# Ethernet/USB adaptor



## jibe (Sep 2, 2010)

Hi,

I need to use this Ethernet-USB adaptor.

I followed this topic to compile the required driver. It seems to work fine, but I still have two small problems (I'm new to (Free)BSD !) :

- The kernel module loads correctly with the kldload command, but is no more running after a reboot. What is the way to have it loading automatically on boot ?

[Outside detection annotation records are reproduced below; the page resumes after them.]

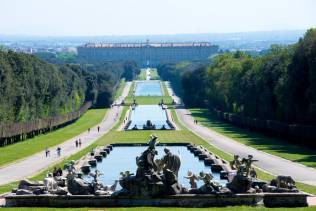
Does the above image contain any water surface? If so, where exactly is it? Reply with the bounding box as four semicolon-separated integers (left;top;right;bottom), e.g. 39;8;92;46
127;105;170;129
84;146;227;190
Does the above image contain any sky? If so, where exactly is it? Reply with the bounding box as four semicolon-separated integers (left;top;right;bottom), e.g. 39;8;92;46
0;0;316;36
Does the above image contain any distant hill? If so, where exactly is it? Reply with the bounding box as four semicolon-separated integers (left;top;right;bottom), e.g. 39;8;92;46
0;30;305;50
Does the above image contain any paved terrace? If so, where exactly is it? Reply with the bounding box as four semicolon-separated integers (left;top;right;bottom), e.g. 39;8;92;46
0;82;131;185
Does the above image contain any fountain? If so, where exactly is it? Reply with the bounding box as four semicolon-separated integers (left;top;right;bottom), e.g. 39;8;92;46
5;136;307;207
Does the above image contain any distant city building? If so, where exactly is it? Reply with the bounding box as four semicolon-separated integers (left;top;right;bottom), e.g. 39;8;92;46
77;40;218;67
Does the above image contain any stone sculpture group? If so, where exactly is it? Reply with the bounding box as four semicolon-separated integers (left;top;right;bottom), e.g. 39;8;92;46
12;136;298;197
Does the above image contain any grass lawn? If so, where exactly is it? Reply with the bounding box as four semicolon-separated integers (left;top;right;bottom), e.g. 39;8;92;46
114;78;126;99
190;109;316;168
125;96;172;105
1;206;316;211
0;109;106;166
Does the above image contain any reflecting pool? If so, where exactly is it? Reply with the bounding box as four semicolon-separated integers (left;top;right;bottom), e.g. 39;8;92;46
84;146;227;190
135;81;162;96
127;105;171;130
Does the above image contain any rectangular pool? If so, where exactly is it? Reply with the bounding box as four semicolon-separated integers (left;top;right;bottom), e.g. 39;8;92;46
84;146;227;190
134;81;162;96
127;105;171;130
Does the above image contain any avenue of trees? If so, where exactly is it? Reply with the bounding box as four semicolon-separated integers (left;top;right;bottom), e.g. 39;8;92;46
159;29;316;145
0;50;139;145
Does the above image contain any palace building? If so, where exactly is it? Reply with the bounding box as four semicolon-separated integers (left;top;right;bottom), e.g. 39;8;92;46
77;40;218;67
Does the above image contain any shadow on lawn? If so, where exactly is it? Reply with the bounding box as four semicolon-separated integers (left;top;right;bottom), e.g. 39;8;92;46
191;109;316;168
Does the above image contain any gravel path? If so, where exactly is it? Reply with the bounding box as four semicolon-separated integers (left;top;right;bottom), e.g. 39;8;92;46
167;82;316;186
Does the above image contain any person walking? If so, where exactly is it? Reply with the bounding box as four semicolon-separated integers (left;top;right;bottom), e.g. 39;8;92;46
56;147;61;157
45;147;49;157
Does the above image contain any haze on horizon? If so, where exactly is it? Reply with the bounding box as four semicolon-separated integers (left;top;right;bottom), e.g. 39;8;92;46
0;0;316;36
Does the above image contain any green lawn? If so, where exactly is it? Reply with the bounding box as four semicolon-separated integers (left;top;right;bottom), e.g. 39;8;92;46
125;82;172;105
137;68;160;80
190;109;316;168
125;96;172;105
0;109;107;166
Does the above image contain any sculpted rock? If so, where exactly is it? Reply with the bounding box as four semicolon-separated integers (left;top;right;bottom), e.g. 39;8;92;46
15;189;33;195
113;136;182;197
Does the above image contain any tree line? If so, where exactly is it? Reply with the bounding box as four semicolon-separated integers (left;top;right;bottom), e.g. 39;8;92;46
0;49;139;145
158;29;316;145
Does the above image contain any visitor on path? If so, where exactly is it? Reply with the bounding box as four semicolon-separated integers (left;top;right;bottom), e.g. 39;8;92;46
45;147;50;157
56;147;61;157
57;167;63;177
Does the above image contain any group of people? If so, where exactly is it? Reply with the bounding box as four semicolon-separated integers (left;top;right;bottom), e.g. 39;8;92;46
75;138;82;148
45;147;61;157
184;171;219;188
53;167;63;177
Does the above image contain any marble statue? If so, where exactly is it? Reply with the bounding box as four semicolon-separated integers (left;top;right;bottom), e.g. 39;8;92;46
184;171;199;188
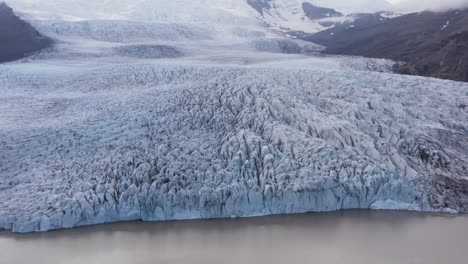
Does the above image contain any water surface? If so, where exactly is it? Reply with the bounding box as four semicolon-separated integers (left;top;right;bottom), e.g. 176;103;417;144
0;211;468;264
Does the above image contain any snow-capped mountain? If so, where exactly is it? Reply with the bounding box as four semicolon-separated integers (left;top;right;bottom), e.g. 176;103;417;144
9;0;398;33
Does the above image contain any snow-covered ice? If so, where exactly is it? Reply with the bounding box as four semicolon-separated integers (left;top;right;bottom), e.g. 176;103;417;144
0;56;468;232
0;0;468;232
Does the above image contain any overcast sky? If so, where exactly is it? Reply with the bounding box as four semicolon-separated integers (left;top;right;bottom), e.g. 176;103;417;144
387;0;468;10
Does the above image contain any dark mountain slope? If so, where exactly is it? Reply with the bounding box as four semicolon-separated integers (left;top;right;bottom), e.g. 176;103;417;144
0;3;52;63
302;2;344;20
308;10;468;81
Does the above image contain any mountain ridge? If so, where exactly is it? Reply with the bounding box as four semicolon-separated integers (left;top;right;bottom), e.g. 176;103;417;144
0;2;52;63
308;9;468;81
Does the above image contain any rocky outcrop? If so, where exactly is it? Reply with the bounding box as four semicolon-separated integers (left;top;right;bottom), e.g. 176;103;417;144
0;3;52;63
309;10;468;81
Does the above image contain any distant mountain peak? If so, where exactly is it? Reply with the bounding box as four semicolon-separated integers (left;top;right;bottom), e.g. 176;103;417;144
302;2;344;20
0;2;13;12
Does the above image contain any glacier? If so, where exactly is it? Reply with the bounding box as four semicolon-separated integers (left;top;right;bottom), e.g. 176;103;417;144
0;0;468;232
0;58;468;232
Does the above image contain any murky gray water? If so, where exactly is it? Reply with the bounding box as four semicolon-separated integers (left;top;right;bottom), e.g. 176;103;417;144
0;211;468;264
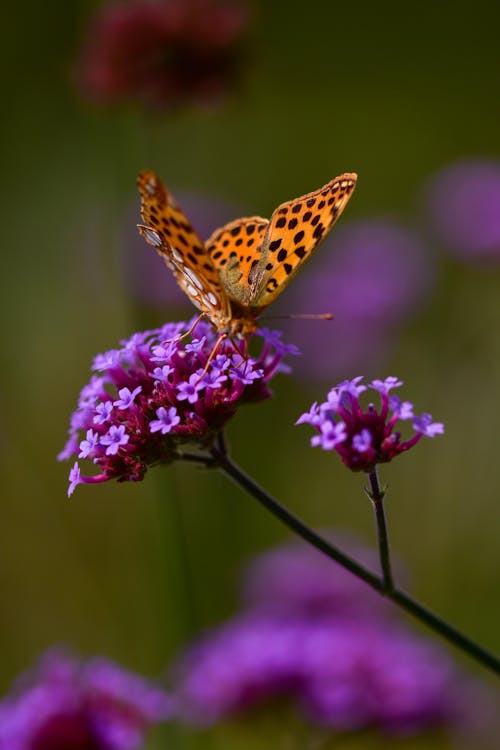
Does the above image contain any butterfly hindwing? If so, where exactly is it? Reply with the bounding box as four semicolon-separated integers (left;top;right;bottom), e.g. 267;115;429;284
206;216;269;305
137;171;230;326
249;173;357;309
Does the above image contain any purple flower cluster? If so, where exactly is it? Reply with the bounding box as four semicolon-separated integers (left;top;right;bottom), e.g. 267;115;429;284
58;319;297;495
179;545;468;734
296;376;444;471
425;159;500;262
0;652;174;750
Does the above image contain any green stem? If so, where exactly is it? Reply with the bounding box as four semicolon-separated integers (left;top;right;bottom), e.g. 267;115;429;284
367;466;394;594
211;448;500;674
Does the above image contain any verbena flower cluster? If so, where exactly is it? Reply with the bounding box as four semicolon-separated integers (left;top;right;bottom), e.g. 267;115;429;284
296;376;444;471
77;0;249;108
59;318;297;495
0;651;174;750
178;545;469;734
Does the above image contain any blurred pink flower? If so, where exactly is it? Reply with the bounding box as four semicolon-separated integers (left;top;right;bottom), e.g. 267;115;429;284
424;159;500;262
0;651;174;750
77;0;249;108
178;543;476;735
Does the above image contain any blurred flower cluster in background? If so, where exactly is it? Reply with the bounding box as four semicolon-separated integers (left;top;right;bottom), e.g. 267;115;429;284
0;542;493;750
0;0;500;750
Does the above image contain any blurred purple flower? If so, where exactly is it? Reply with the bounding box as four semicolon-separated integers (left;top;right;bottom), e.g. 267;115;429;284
121;192;248;310
278;219;433;379
0;652;174;750
424;159;500;262
58;318;296;495
179;612;461;734
77;0;249;108
243;532;393;621
296;376;444;471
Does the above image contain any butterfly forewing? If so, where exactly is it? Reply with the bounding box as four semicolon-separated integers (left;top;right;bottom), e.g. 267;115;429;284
249;173;357;308
137;172;230;326
206;216;269;305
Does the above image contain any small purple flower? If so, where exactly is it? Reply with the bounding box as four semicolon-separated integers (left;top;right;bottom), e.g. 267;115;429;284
101;424;130;456
425;158;500;262
94;401;113;424
78;430;99;458
185;336;207;354
59;319;294;493
0;652;174;750
113;385;142;409
149;406;181;435
77;0;250;110
197;367;228;388
177;372;205;404
413;414;444;437
296;376;444;472
68;461;82;497
175;612;463;735
310;415;347;451
352;425;373;453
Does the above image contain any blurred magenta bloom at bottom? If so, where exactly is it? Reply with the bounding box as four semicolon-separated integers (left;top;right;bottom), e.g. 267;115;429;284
180;612;460;734
177;534;475;735
0;651;173;750
278;218;434;380
425;159;500;262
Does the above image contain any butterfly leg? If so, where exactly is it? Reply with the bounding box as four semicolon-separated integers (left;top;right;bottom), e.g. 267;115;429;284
163;313;205;346
229;336;248;364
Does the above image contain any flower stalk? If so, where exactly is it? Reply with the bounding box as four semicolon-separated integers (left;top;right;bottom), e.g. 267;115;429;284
366;466;394;593
191;441;500;675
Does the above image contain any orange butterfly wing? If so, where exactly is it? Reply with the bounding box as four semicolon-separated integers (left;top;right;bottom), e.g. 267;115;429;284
206;216;269;305
249;173;357;308
137;171;231;327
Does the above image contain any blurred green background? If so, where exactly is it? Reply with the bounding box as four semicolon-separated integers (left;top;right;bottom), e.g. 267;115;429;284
0;0;500;749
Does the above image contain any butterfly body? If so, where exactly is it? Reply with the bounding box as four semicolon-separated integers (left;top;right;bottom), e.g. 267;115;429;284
138;171;356;337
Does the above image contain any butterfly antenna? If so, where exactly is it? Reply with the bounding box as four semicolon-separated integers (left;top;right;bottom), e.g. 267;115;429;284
260;313;335;320
196;333;227;383
163;313;205;346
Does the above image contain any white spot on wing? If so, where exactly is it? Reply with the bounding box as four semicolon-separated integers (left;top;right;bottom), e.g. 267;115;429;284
142;227;162;247
184;268;203;291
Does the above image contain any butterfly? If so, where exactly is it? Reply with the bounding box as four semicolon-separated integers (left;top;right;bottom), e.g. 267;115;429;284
137;171;357;337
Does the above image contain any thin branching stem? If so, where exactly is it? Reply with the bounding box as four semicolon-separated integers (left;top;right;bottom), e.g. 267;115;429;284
202;447;500;674
366;466;394;594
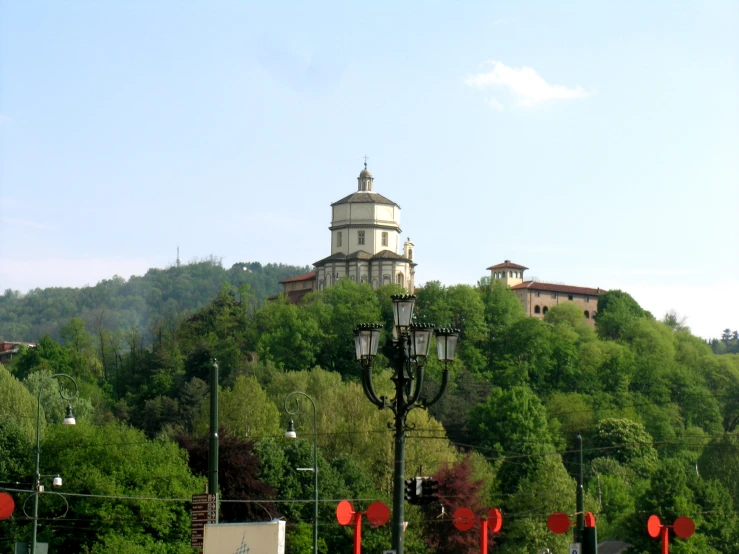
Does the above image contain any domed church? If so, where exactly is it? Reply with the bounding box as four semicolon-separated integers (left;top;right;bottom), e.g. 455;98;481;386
313;161;416;293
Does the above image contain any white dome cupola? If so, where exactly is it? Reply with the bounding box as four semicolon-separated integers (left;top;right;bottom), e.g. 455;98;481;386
357;160;375;192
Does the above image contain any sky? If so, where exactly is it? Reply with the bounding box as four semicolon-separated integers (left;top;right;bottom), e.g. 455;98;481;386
0;0;739;338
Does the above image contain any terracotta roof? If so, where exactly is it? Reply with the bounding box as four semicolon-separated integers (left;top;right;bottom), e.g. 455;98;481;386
313;252;346;266
488;260;528;270
511;281;606;296
280;271;316;283
372;250;411;262
331;191;400;207
287;289;315;304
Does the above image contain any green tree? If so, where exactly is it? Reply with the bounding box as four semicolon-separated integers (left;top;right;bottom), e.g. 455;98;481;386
595;289;648;340
255;297;323;371
194;376;282;437
470;387;554;493
40;423;204;553
305;279;382;376
589;418;657;472
500;454;587;554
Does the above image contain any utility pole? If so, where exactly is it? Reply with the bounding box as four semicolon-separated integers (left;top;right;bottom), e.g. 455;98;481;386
208;358;218;523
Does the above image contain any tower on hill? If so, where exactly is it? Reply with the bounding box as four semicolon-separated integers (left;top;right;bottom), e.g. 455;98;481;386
488;260;606;325
313;162;416;292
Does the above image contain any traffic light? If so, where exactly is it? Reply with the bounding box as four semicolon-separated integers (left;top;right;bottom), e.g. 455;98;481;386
419;477;439;504
405;477;418;504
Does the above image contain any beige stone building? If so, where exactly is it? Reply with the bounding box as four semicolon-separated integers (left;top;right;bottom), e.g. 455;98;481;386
313;163;416;292
488;260;606;325
270;271;316;304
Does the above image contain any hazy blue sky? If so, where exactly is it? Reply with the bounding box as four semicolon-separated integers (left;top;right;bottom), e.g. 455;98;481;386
0;0;739;336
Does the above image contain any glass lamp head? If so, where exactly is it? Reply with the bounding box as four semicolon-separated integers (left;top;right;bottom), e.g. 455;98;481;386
410;324;434;359
285;419;298;439
436;329;459;362
354;323;382;362
62;405;77;425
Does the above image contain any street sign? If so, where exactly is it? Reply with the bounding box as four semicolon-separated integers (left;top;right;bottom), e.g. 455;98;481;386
190;494;218;548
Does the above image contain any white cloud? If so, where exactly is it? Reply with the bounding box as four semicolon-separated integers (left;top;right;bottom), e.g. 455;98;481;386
465;61;590;106
485;97;503;111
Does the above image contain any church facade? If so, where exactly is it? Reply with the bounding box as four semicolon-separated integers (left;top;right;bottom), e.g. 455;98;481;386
313;162;416;293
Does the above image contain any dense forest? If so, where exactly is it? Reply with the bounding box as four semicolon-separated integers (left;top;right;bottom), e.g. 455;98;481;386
0;257;310;344
0;278;739;554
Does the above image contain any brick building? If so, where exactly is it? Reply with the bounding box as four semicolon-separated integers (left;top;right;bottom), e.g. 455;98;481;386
488;260;606;325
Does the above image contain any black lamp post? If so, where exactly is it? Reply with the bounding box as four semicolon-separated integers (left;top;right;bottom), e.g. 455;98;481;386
285;391;318;554
354;294;459;554
31;373;79;554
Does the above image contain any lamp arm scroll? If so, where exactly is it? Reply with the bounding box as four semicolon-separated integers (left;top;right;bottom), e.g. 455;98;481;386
362;364;386;410
408;364;424;406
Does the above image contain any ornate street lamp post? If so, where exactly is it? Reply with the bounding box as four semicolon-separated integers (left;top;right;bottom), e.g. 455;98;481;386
285;391;318;554
31;373;79;554
354;294;459;554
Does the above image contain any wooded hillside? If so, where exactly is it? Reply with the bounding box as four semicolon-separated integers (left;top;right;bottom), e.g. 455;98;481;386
0;278;739;554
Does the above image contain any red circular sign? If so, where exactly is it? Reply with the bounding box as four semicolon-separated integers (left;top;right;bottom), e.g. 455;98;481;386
454;508;475;531
647;516;662;539
367;502;390;527
488;508;503;533
0;492;15;520
547;512;570;535
336;500;354;525
673;516;695;539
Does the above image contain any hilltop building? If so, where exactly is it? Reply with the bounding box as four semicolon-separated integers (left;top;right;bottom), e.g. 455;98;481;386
280;161;416;302
278;271;316;304
488;260;606;325
313;161;416;293
0;340;36;365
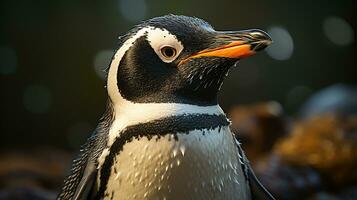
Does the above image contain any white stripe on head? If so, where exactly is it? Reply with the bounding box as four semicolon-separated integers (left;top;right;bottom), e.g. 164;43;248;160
99;27;224;163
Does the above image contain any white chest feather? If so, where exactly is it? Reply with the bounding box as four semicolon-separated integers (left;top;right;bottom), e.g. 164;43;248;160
101;127;250;200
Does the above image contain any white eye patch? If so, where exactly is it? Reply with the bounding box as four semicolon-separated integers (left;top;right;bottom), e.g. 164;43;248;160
147;28;183;63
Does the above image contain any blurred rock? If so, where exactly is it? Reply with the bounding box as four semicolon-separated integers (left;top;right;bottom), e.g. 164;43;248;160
228;102;286;164
256;114;357;200
299;84;357;118
0;148;71;200
0;187;56;200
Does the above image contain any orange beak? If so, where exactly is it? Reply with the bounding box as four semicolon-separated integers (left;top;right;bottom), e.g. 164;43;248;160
180;30;272;63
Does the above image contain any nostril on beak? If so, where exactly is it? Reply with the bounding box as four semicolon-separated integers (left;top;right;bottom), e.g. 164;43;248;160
249;29;272;42
249;29;273;52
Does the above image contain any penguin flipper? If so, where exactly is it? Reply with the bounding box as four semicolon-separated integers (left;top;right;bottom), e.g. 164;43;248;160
248;163;275;200
73;161;98;200
233;135;275;200
57;132;98;200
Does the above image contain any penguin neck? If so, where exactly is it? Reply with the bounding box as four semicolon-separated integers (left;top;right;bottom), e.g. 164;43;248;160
108;94;225;146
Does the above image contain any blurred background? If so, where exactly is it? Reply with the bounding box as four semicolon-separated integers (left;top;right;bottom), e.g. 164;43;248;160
0;0;357;199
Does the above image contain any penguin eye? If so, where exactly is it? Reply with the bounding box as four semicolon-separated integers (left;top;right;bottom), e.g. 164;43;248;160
161;46;177;59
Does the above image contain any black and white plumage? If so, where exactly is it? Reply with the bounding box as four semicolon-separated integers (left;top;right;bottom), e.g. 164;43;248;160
58;15;273;200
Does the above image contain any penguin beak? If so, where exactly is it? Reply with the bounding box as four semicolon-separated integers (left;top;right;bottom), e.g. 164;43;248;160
181;29;272;63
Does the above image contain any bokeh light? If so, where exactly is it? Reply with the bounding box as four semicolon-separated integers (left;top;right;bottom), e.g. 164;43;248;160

- In order to have the adaptor detected, I have to unplug and replug it... Is there a way so that it's detected if present, without unplug/replug ?

Thks.


----------



## jibe (Sep 2, 2010)

I forgot the urls... (and find no way to edit my post !)

The adaptator is this one
The topic I followed to compile the driver


----------



## SirDice (Sep 2, 2010)

jibe said:
			
		

> - The kernel module loads correctly with the kldload command, but is no more running after a reboot. What is the way to have it loading automatically on boot ?


Add it to /boot/loader.conf (file is empty by default). Something like:

```
modulename_load="YES"
```
Obviously change the *modulename* to the name of your module.



> - In order to have the adaptor detected, I have to unplug and replug it... Is there a way so that it's detected if present, without unplug/replug ?


The kernel module needs to be loaded before the adaptor is inserted (more specifically, before it's detected). Adding it to loader.conf will make sure it's loaded when the kernel starts.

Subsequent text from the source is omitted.